Europe to share banking data for US terror probes

Europe to share banking data for US terror probes Brussels: Europe agreed on Thursday to allow the United States to tap into banking data for terrorism investigations after securing safeguards to protect the privacy of European citizens.

The United States will again have access to the banking information from August 1 after European MPs voted 484-109 in favour of a new five-year deal that was signed by Brussels and Washington last week.

The new agreement is a victory for the parliament, which used powers it gained under the European Union's Lisbon Treaty to block an initial deal in February, barring Washington from seeing the bank data since then.

European home affairs commissioner Cecilia Maelstrom, who negotiated the new deal, said a lack of agreement "could have had negative repercussions for EU-US cooperation in the security area and more broadly."

Michael Dodman, the charge d'affaires of the US mission to the EU, said last week that the lack of an agreement had created a "security gap" and that the programme was "very important to the security of the US and Europe."

European lawmakers dropped their opposition to the programme after the EU and the US agreed on a set of measures to prevent intrusions into the privacy of Europeans.
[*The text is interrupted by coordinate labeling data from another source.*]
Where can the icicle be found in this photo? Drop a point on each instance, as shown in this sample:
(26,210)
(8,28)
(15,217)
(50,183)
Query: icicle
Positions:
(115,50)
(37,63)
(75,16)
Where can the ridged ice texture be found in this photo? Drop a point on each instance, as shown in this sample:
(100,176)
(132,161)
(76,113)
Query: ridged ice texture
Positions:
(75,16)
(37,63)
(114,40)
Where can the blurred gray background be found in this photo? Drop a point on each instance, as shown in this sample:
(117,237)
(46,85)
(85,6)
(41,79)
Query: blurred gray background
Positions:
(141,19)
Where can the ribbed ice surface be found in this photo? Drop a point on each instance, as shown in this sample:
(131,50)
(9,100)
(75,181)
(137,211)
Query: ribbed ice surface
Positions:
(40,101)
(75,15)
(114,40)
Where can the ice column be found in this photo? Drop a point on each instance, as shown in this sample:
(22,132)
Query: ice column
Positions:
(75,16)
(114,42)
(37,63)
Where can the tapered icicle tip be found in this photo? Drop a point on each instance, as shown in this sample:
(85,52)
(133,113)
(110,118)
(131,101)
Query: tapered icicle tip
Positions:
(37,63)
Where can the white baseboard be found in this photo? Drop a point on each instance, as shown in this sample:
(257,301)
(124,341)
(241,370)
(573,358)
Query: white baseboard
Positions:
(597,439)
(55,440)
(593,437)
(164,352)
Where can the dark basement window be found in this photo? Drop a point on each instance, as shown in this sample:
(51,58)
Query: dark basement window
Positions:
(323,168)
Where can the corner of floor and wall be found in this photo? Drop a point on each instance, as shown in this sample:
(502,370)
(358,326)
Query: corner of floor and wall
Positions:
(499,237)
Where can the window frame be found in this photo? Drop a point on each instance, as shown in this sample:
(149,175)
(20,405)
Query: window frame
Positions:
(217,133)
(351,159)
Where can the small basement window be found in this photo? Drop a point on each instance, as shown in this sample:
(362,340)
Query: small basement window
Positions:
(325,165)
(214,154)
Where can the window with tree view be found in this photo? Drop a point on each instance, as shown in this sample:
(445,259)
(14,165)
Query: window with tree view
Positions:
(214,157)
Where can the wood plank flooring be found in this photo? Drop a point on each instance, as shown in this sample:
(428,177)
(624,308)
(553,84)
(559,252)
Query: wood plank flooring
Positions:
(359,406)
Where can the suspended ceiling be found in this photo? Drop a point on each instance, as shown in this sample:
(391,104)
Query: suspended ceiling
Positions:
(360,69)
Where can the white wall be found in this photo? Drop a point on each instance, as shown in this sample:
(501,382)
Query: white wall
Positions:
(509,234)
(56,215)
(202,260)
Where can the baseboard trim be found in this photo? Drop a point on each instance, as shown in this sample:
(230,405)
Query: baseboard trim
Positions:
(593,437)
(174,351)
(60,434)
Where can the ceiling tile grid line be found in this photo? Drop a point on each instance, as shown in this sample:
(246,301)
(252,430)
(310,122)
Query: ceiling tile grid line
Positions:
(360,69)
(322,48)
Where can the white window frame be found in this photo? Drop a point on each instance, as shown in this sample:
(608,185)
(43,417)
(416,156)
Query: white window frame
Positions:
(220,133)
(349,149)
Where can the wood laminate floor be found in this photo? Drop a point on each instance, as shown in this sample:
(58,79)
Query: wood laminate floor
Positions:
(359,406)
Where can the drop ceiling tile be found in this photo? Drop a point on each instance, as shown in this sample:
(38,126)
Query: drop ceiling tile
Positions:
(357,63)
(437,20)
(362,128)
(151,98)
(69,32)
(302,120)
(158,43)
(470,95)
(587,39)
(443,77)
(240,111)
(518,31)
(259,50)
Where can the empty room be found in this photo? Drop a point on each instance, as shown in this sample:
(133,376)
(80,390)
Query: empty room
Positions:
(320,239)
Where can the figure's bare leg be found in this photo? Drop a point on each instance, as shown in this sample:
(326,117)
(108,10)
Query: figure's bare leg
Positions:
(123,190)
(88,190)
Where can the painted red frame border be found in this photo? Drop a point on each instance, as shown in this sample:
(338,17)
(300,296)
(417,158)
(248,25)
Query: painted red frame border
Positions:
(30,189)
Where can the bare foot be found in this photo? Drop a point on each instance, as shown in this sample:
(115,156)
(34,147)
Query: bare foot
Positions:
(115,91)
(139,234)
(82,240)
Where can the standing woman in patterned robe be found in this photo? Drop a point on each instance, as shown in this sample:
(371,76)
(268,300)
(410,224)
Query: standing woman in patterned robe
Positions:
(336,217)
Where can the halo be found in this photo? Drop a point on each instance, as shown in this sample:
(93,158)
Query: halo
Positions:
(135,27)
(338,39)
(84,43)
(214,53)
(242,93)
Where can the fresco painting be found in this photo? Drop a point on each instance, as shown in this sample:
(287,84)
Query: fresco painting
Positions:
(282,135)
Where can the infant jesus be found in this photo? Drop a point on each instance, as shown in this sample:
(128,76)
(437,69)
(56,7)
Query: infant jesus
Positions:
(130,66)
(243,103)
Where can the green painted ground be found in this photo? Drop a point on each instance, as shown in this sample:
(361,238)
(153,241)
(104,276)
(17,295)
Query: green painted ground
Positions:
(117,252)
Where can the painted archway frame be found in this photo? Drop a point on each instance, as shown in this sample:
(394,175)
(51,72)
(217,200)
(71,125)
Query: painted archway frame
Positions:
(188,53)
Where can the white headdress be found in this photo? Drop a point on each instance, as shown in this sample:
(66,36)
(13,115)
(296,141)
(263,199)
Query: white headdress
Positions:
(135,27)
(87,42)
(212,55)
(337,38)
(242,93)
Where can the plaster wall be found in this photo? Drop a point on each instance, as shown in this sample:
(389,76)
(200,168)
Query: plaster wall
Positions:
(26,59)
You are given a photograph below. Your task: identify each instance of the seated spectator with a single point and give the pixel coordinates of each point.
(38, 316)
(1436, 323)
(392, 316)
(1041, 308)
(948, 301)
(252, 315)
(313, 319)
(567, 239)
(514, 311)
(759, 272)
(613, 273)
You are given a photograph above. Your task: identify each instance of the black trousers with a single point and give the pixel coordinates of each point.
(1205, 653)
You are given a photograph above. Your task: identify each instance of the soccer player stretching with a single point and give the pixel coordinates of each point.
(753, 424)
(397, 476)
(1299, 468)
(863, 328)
"The agreement caters for both security and privacy concerns," said Alexander Alvaro, a German Liberal European lawmaker.

"It will ensure that terrorist financing can be traced back to its sources but it will not affect day-to-day bank transfers of EU citizens," he said.

The system was introduced in the wake of the attacks of September 11, 2001 in the United States to help tackle the financing of terrorism.

The Terrorist Finance Tracking Programme allowed US access to information from the interbank money transfer system SWIFT, which is based in Brussels.

European lawmakers' main concern was that personal information, including data from electronic bank payments, would be used by US authorities, held for too long and handed on to other governments.

US Vice President Joe Biden sought to ease European concerns during a trip to Europe in May, saying "Europeans and Americans alike have valued greatly the privacy of our citizens."

Under the new deal, Europol, the European police organisation, will check the validity of US requests.

The United States also agreed to allow the presence of a EU official in Washington who will be able to monitor the use of banking data of EU citizens by US authorities.